Those who are walled, Cypel argues, are first and foremost the Israelis themselves, who have chosen to ignore rather than acknowledge the existence and rights of their neighbors. Through the study of political discourse, intellectual controversy, and national institutions such as the army and the educational system, Cypel illuminates the mechanics of the culture of force that has led Israeli society into its current impasse. Walled combines historical, cultural, and sociological analysis with personal testimonies and a delightful Jewish wit, offering a cogent and gripping portrait of two peoples walled by Israeli society and its "other," the Palestinians.
Israel is imperiled. So argues the French Jewish writer of this heavily researched analysis of Israel's current social and political status. The peril he identifies is within, based on a denial of its responsibility for displacement of Palestinian populations in 1948 and 1967 and the evidence that exists of systematic ethnic cleansing. Not all blame is laid at the feet of Israel; the author points to failures of political leadership, especially in the case of Arafat, that have subverted nearly every effort of the Palestinians to deal effectively with Israel.
Much of the author's argument is devoted to analysis of myths and realties on both sides of the conflict, which have led to continued failures to reach accommodation and to undermine every "peace effort." Though a substantial military power, with the backing of the US, the author argues, Israel continues to embrace a myth of itself as innocent victim, thus perpetuating its attempts to demonize the Palestinians and dominate them by force. More problematic has been the colonization of the West Bank with Jewish settlers, themselves supported by an ultranationalist myth - a kind of Manifest Destiny - a belief in the God-given right to reclaim and inhabit the entire land of biblical Israel. Meanwhile, true democracy within Israel has been compromised by the ultrareligious and the military, weakening the strength of a secular government that grants equal rights to all, including the country's minority of Palestinian citizens.
Finally, the author argues, Israel is nearing a point of moral bankruptcy, its occupation of the West Bank and its attempts to crush Palestinian resistance seen as ethically unjustifiable. With the building of the Wall and the fragmentation of the Palestinian populations into enclaves, the comparison to apartheid-era South Africa become more pronounced. Continuing on its present course can only lead to defeat, as the resistance of the Palestinians has shown that a final victory is not possible.
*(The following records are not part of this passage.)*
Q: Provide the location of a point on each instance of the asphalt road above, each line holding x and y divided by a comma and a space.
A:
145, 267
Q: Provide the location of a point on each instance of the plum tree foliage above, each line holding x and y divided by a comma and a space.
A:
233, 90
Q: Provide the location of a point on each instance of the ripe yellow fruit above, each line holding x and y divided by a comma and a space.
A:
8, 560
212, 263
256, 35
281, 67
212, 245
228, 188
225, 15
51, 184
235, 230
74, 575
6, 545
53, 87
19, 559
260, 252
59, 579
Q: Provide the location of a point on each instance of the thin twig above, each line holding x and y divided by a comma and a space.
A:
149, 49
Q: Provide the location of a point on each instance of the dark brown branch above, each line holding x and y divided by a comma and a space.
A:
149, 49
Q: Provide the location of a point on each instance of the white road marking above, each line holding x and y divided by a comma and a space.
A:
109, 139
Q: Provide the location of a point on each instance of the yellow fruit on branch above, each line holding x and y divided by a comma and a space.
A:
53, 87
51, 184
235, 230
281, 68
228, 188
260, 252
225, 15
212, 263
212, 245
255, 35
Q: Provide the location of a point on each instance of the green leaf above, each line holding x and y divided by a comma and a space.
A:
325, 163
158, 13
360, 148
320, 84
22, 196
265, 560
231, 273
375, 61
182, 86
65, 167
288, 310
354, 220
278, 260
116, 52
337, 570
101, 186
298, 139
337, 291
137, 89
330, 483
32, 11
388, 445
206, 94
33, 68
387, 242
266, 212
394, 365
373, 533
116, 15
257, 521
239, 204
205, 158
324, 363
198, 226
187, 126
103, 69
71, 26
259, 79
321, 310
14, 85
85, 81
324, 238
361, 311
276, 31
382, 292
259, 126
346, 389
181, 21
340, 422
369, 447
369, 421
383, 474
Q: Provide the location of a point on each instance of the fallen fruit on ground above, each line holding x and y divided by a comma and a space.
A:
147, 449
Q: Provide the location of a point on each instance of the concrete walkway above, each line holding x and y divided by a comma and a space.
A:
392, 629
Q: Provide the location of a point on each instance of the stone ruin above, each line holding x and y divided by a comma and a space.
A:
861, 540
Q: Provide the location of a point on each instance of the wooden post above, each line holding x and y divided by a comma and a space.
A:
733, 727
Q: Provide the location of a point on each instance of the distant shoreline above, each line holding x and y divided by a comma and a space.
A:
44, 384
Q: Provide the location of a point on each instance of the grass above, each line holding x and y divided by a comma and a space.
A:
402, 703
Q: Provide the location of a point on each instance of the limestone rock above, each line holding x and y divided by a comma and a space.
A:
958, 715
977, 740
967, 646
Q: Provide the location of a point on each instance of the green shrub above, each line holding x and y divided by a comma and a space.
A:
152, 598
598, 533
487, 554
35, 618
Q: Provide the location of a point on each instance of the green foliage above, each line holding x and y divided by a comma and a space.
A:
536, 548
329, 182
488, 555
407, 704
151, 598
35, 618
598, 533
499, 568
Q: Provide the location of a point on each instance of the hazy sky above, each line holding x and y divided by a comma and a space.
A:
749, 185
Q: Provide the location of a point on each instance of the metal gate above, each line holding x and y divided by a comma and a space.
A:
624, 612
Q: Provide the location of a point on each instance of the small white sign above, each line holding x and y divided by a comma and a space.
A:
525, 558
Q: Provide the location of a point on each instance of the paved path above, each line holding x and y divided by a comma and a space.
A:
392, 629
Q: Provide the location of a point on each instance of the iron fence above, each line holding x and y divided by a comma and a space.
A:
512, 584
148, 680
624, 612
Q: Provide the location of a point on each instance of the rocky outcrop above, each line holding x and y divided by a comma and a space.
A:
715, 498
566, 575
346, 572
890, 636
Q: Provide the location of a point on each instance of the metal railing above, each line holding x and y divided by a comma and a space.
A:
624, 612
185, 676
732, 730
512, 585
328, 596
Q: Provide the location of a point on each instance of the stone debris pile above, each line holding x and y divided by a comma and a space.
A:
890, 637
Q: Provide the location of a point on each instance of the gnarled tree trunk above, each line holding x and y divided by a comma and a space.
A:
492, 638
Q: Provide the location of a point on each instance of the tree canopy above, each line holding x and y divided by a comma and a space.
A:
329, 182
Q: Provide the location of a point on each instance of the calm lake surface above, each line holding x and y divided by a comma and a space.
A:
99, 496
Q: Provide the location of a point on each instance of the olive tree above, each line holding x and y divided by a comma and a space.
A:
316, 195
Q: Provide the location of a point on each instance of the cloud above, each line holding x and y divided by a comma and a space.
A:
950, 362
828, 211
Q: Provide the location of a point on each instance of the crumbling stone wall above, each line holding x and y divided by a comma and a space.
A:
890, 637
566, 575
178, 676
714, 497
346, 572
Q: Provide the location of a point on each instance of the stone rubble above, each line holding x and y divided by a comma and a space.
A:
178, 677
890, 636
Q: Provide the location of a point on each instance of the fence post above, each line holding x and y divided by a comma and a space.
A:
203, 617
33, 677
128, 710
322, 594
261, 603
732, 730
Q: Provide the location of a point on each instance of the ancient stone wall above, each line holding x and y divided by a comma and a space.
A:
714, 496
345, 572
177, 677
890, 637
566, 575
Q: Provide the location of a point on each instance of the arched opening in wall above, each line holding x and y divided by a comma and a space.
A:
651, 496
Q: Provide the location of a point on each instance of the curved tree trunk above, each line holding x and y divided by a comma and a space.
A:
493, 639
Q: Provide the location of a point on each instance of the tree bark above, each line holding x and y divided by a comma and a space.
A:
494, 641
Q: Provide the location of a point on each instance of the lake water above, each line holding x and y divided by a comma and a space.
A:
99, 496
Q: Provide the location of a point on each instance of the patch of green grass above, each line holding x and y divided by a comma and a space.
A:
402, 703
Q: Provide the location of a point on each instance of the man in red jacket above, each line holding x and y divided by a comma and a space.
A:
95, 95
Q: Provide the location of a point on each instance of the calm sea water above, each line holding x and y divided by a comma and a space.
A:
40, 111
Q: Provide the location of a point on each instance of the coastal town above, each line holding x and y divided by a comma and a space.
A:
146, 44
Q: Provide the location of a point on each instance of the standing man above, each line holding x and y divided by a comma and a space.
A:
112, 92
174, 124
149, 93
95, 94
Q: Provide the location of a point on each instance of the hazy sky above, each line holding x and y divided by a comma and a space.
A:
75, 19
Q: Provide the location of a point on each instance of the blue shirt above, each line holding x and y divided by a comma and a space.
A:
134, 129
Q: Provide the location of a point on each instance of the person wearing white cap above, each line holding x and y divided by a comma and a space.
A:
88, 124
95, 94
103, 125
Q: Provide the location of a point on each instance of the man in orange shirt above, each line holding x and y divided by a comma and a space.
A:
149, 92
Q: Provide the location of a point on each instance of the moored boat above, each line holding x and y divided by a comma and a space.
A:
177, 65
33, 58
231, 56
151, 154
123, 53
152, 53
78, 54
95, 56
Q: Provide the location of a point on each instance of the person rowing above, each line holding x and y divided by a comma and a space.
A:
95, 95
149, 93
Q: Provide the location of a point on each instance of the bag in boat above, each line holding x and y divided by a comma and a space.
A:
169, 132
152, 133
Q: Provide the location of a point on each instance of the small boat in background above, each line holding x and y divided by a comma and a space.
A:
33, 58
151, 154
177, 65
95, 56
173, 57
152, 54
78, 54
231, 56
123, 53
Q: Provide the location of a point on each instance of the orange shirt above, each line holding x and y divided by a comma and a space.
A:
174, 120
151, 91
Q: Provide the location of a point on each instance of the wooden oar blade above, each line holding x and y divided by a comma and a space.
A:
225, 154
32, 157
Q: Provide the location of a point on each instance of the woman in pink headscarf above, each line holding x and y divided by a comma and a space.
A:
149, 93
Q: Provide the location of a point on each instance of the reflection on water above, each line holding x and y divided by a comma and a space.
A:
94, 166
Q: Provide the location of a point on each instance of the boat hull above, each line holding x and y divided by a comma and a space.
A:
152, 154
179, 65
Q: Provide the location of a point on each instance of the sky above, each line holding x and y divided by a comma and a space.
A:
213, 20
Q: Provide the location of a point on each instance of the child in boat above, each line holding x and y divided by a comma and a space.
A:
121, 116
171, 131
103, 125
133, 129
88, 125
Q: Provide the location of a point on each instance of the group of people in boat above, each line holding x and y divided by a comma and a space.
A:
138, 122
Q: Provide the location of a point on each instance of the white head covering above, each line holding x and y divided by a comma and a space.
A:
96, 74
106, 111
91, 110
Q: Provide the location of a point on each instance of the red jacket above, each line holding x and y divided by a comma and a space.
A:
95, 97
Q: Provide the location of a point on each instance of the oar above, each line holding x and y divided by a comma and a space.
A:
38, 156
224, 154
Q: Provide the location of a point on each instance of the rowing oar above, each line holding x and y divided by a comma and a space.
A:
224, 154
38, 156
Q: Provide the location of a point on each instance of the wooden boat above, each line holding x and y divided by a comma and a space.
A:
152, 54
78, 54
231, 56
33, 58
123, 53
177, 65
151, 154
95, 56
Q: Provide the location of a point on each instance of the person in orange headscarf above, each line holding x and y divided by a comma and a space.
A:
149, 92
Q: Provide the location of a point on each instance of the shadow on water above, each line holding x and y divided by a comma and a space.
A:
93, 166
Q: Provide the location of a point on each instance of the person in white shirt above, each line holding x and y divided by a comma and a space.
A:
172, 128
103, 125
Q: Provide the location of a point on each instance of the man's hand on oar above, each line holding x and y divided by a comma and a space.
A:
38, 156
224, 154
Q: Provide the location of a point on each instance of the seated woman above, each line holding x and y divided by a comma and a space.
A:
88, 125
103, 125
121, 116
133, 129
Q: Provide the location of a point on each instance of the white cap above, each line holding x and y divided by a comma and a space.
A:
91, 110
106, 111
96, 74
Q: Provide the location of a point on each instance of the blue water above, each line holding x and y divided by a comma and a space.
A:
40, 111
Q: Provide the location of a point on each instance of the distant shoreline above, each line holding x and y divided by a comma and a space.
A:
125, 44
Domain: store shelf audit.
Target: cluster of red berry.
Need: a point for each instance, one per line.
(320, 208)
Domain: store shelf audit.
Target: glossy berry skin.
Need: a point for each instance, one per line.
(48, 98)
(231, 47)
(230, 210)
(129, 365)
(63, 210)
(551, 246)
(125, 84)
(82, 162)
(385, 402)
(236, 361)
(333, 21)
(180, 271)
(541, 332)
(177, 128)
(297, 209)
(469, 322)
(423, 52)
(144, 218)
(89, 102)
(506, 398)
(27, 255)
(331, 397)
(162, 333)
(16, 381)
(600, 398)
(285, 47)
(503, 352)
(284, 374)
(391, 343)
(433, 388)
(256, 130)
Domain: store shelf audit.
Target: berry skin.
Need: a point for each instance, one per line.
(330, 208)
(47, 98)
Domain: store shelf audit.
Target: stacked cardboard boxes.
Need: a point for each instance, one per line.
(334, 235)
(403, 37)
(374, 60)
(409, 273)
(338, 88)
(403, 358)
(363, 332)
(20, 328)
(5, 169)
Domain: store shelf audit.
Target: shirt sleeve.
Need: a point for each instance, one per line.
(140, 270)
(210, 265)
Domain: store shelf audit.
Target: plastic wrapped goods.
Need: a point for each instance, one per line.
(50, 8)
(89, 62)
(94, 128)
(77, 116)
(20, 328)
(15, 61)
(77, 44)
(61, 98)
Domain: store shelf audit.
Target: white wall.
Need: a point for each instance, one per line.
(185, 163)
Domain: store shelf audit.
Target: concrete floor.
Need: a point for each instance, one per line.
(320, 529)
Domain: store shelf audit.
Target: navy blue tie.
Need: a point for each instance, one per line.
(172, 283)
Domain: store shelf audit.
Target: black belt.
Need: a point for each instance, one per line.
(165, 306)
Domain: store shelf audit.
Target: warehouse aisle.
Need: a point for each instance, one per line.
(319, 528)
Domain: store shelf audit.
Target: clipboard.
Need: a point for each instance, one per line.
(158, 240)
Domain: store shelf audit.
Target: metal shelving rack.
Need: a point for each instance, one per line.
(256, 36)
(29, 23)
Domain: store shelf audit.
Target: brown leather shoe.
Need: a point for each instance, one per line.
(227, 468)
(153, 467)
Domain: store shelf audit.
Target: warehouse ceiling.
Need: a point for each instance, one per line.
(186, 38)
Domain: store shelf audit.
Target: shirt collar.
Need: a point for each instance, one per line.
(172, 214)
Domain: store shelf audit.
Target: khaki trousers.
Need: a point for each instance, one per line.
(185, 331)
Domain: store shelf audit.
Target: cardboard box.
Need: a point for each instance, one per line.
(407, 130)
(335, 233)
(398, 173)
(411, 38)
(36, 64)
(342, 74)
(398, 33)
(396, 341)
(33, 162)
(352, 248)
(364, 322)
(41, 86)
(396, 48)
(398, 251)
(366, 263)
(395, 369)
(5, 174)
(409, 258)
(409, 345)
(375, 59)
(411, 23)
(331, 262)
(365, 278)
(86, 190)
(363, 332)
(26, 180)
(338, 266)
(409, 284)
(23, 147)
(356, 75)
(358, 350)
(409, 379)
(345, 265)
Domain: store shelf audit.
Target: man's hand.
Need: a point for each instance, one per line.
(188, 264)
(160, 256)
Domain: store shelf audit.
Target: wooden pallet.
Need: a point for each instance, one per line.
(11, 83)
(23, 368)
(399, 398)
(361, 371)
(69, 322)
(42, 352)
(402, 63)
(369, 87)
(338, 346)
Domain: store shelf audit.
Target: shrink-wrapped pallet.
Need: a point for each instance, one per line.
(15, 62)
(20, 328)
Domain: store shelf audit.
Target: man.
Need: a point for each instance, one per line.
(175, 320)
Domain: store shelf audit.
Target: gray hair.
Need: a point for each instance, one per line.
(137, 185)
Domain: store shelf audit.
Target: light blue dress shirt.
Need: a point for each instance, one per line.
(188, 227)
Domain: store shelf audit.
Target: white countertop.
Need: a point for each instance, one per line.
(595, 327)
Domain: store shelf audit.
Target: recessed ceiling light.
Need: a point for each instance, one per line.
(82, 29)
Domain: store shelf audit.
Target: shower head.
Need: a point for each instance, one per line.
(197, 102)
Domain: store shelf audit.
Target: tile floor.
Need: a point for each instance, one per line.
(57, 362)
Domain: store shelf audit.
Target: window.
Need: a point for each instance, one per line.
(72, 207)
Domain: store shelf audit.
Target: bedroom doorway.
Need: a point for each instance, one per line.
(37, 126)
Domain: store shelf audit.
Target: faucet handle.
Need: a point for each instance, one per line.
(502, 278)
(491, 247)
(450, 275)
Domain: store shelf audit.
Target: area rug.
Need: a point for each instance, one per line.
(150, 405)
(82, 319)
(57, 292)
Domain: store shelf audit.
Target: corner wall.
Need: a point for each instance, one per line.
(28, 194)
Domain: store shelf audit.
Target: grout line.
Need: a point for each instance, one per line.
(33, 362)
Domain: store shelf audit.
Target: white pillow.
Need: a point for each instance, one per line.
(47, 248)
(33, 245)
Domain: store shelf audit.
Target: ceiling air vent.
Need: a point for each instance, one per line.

Pro-Israeli readers may well object to the viewpoint of this book. However, it is an argument that, regardless of one's sympathies, needs a hearing.
". . . In 1968, in the kibbutz where I lived, my friend Michael, who was also French and had recently arrived, came back one evening in a state of shock. For some time he had been wondering what a fragment of tower was doing in the middle of the field where he worked. He had thought it might be a dried-up well, but the ruin seemed to be too high to have been the rim of a well. That day he had asked a kibbutznik who was working alongside him. 'That's not a tower, it's a minaret,' the latter replied abruptly. What was this minaret doing in a field? 'It's all that's left of the mosque.' But why the hell a mosque in the middle of a field? 'You dumb or something? There wasn't just a mosque here, there was a whole village.' All Michael could see in front of him were long furrows and irrigation hoses. What happened to the village? 'It was razed, like all the other Arab villages around here. Boy, you sure are clueless!' Yes, Michael was clueless."
So author Sylvain Cypel, veteran French journalist and former editor of "Le Monde," recounts his personal confrontation on page 161 with the physical erasure and willful amnesia of Israel's past. That this knowing ignorance laid the groundwork for the present debacle in Gaza should thus come as no surprise.
Though available in English for 18 years, Cypel's study of Israel's legacy and present consciousness is more relevant than when written and worthy of reissue. What was begun in 1947 seems on the verge of final resolution, per the words of one IDFer to a Palestinian on page 129: "You know, I know how this will all end. We Israelis are a crazy, suicidal people. We're going to squash you, annihilate you. And then the Arab world will annihilate us. And nothing will be left either of you or us."
To Cypel this mentality arises from the negation of both sides, in the belief that the old pre-Israel order can be restored, and in the pretense that the Palestinians do not exist as a concrete people or at all. In his historical overview, Cypel faults Arab leaders for not understanding that Zionism was not imperialist colonialism per se, but the foundation of a new nation with its own legitimizing structures, much like the future USA within the British empire. But he also quotes Zionism's founding fathers as full of the same blind bigotry and racism that is fueling the current massacre at the time of typing.
And yet there were points of contact between Arab and Jew within Israel, and Israelis and Palestinians under occupation. The ghettoization of both sides in what became an apartheid society has led to such rupture that these contacts no longer exist. Mental barriers are now as much the norm as those twenty-foot barricades across the landscape. And those with the least knowledge of the other are the same who "know" how evil those others are and must be met only with force as it's all "they" understand. One wall has produced another, waiting for the first opportunity to breach both because they were impossible to maintain. The result was 10/07/24, the forces of murder and mayhem on both sides gleefully destroying what was erected to contain them.
The devolution of Israel into a tribal war state per the Book of Joshua led noted academic and journalist Tom Segev to remark (quoted on page 404): "The idea that this could end in a new expulsion of the Palestinians terrifies me. As an Israeli this would be my red line, the point in time when I'd stop identifying with the state." It's not known as of this writing if Segev has kept faith with that promise. But Cypel's book is an eye-opening window to what has now been let into the house and promises to bring down walls and roof alike.